On May 25, 1940, a parade to celebrate Seattle's rebuilt Ballard Bridge takes place. Called the "new" Ballard Bridge, this is in essence the old bridge with new approaches ("Key Opens New Span..."). The original bascule bridge was built in 1917 in conjunction with the Lake Washington Ship Canal. The rebuilt bridge retains the original piers and double bascule leaves, but features new approaches made of concrete and steel to replace the rickety and hazardous wooden-trestle approaches of the original bridge. Ballard citizens have agitated long and hard for this work to be done. Governor Clarence D. Martin (1887-1955) leads the parade across the bridge and Seattle Mayor Arthur B. Langlie (1900-1966) wields a huge key to symbolically open the span. The bridge crosses Salmon Bay and the Lake Washington Ship Canal at 15th Avenue NW.
In 1937 the Seattle City Council passed an ordinance for work to begin on reconstructing the bridge. The job of replacing the timber approaches took a year and a half and included the addition of ornamental lighting. The cost was $800,000, funded 45 percent by the federal Depression-era Works Progress Administration and the remainder by Seattle's share of the state gas tax.
The work closed the roadway for the year and a half of construction. For the duration, people crossing the ship canal had to drive over the Fremont Bridge or the Aurora Bridge.
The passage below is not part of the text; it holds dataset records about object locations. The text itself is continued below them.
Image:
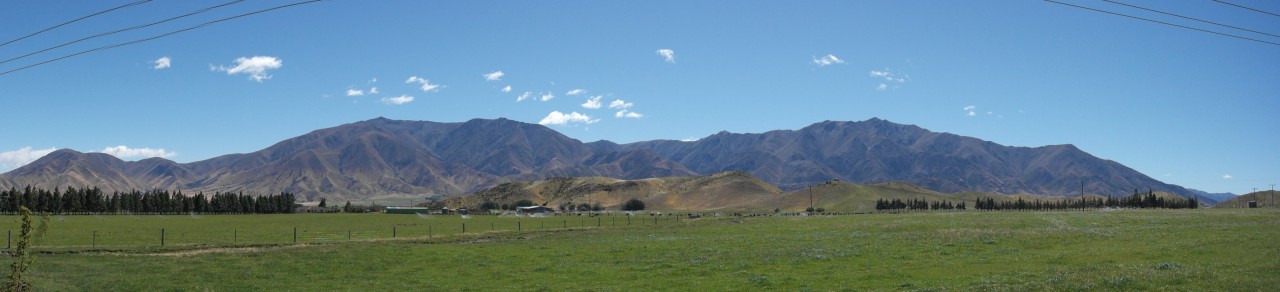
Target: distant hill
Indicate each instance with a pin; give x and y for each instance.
(1211, 199)
(1265, 199)
(384, 158)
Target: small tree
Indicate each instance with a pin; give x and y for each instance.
(632, 205)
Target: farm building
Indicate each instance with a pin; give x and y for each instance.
(408, 210)
(534, 209)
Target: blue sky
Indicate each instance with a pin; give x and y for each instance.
(1183, 106)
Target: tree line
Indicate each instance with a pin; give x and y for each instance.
(1134, 201)
(913, 204)
(155, 201)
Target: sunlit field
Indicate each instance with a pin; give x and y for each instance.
(1194, 250)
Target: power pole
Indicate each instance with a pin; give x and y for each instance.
(810, 199)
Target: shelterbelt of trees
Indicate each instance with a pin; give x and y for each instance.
(155, 201)
(1136, 201)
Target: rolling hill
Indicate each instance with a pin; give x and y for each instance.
(382, 158)
(1265, 199)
A parade to celebrate the "new" Ballard Bridge was held on Saturday May 25, 1940. Governor Clarence D. Martin officiated and led the parade across the bridge. The recently elected "king" of the Ballard District, Donn H. Frizzell (1920-1986), a University of Washington freshman and a graduate of Ballard High School, reigned over the parade. Serving as co-royalty was Elizabeth Wright, Central District "queen." Seattle Mayor Arthur J. Langlie (1900-1966) wielded a huge key to symbolically open the span.